Look chearfully, or I expect no league.

Sax. First give me leave to view awhile the person
Of this Hermit-Austria, view him well.
Is he not like my brother Roderic?

Aust. He's like him. But I heard, he lost his life
Long since in Persia by the Sophy's wars.

Her. I heard so much, my Lord. But that report
Was purely feign’d; spread by my erring tongue,
As double as my heart, when I was young.
I am that Roderic, that aspired thy throne;
That vile false brother, that with rebel breath,
Drawn sword, and treach’rous heart, threaten'd your death.

Sax.

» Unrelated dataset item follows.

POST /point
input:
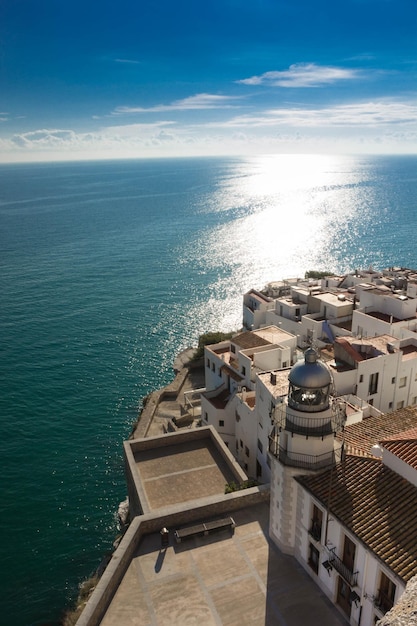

My brother !-nay then i' faith, old John lay by
Thy sorrowing thoughts ; turn to thy wonted vein,
And be mad John of Saxony again.
Mad Roderic, art alive?-my mother's son,
Her joy, and her last birth -oh, she conjured me
To use thee thus ; [embracing him] and yet I banished thee.—
Body o' me! I was unkind, I know;
But thou deserv'dst it then : but let it

Say thou wilt leave this life, thus truly idle,
And live a Statesman ; thou shalt share in reign,
Commanding all but me thy Sovereign.

Her. I thank your Highness; I will think on it:
But for my sins this sufferance is more fit.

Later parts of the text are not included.